Life has been marching on as it does since I last made a post, several weeks ago. Things are pretty much back to normal as we don't have to have my girl reviewed by our various medical teams now until September/October. It has been lovely getting up in the morning and not having to keep medical appointments.
I still think a lot about our experience in hospital and what it has taught me and how it has changed us. I feel more like a grown up - finally - at 45 going on 46. One change has been a superficial but symbolic one. I had been talking about letting my hair go grey for months and months. I was finding it really hard to let go of my inner twenty-something self who had thick long dark hair which made me feel feminine, and on a good day, pretty. Since I turned 40, it has been shorter but still dark - thanks to regular dyeing. When I was in hospital with my girl, I stopped caring about what colour my hair was. I was actually glad it was short as I didn't have a comb for a week. I finally felt good about letting my hair be the colour it actually is. I still didn't like the idea of grey regrowth, so I have just been cutting it shorter and shorter with each haircut. When I went to the hairdresser last week, she suggested going really short - "If it's grey, you want it to be edgy, not mumsy" she said. So here I am with short grey hair. I like it - it feels liberating and my husband loves it, but I did shed one last little tear the other night (when feeling fragile about other more important things that are going on) as I bade farewell to my youth and said hello to the next chapter of my life.
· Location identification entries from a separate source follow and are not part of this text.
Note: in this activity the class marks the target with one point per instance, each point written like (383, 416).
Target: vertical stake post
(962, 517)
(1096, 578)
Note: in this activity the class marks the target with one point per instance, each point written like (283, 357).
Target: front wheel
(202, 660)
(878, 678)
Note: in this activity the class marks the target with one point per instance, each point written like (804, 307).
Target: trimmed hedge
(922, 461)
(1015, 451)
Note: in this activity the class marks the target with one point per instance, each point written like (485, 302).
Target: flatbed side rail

Not working has given me the time and energy to get more involved with our local school. We love hanging out and getting to know the other families and helping out with fundraising etc. I have met such lovely parents who have a real sense of community. Every day when G and I arrive to meet E after school, there is always a mum who is keeping an eye on someone else's children because they are running half an hour late. I love that. The kids play on the playground and the parents sit around and talk and then we wander off home. One of nicest things is that I have met some crafty mums who meet regularly for what they call "Yarn Night". I went along this week and we sat around, drinking tea and eating cake and knitting, sewing or crocheting and talking about life, school, birth and who bought some of those ruby grapefruit that were on special at the local fruit and vege shop last week. It may sound a bit boring but it was just lovely - very relaxing and nice to feel like I belong. I really want to spend more time with the women I know who I can relate to, who feel the way I feel - that we are meant to live in villages and share our food and our sewing machines and our childcare. I hope that doesn't sound really po faced.
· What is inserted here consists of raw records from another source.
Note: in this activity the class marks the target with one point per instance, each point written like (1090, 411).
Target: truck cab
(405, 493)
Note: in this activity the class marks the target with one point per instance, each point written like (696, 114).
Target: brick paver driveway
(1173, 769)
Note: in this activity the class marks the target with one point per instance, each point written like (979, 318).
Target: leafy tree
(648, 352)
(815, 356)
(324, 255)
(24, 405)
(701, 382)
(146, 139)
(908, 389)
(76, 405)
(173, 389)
Obviously, not working means a tight budget but I'm hoping we'll manage ok and can find ways to spend less money. I have resolved not to buy any new clothes for six months (except maybe at fetes or thrift shops!). And I think having more time will make up for having less money. Well...that's the theory. And if I can cook more meals and iron the odd shirt, that makes Scott's life less stressful and busy. He has cooked the majority of our meals for years (I cook most of the children's as he gets home from work late) but I think it's time I relieved him of some of his duties.
I hope all my bloggy friends are well and happy. I haven't been posting but I have still been peeking at your lives as always.